Children especially are harmed when they are told that they can “change” their sex or, further, given hormones that will affect their development and possibly render them infertile as adults. Parents deserve better guidance on these important decisions, and we urge our medical institutions to honor the basic medical principle of “first, do no harm.” Gender ideology harms individuals and societies by sowing confusion and self-doubt. The state itself has a compelling interest, therefore, in maintaining policies that uphold the scientific fact of human biology and supporting the social institutions and norms that surround it.
The movement today to enforce the false idea — that a man can be or become a woman or vice versa — is deeply troubling. It compels people to either go against reason — that is, to agree with something that is not true — or face ridicule, marginalization, and other forms of retaliation.
We desire the health and happiness of all men, women, and children. Therefore, we call for policies that uphold the truth of a person’s sexual identity as male or female, and the privacy and safety of all. We hope for renewed appreciation of the beauty of sexual difference in our culture and for authentic support of those who experience conflict with their God-given sexual identity.  
People that have these issues should indeed be treated with compassion. But at the same time they must be advised about the Halachic prohibition of changing one’s sex. How a human being can function remaining in the gender they were born with while feeling emotionally that they are the other is a problem that I have no solution for. But that does not make it any less forbidden to surgically change one’s sex.

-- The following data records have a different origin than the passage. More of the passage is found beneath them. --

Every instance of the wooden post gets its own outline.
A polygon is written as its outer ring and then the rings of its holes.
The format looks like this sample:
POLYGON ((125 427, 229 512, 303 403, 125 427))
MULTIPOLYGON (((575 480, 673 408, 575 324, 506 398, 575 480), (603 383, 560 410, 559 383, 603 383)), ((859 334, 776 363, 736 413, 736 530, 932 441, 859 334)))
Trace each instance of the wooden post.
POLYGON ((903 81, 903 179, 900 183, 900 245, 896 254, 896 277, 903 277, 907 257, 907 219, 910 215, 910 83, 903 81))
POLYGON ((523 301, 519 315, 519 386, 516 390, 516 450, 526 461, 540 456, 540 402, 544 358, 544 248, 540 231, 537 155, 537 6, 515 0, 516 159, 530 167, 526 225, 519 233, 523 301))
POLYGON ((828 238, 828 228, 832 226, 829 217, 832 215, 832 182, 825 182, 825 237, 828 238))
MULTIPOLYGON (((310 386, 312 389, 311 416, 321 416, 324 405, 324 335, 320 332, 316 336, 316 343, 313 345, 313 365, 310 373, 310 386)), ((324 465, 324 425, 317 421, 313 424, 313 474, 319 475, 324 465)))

What about changing one’s gender without surgery?  One could do that by using hormone therapy and changing their appearance (e.g. clothing, hair style, and cosmetics) and mannerisms. But that too is forbidden by Halacha as clearly stated by the Torah. And without reassignment surgery they remain biologically the sex into which they were born.

(It is interesting to note, however  a responsum by Rabbi Eliezer Waldenberg in his magnum Opus, Tzitz Eliezer (Volume 10 – 26:25) states that the sex of a human being is determined by their existing genitalia. Not what they were born with.

Rabbi Waldenberg is the only Posek that says anything remotely like this. More importantly, however, even according to him it is also clearly forbidden to perform such surgery.)

As an observant Jews, they must follow Halacha, painful though it may be for them in this instance. I have nothing but sympathy for such individuals. And I have no clue about a solution for these human beings that would be Halachic. And still, as a human being, my heart goes out to them. I cannot imagine the pain they must go though struggling with this.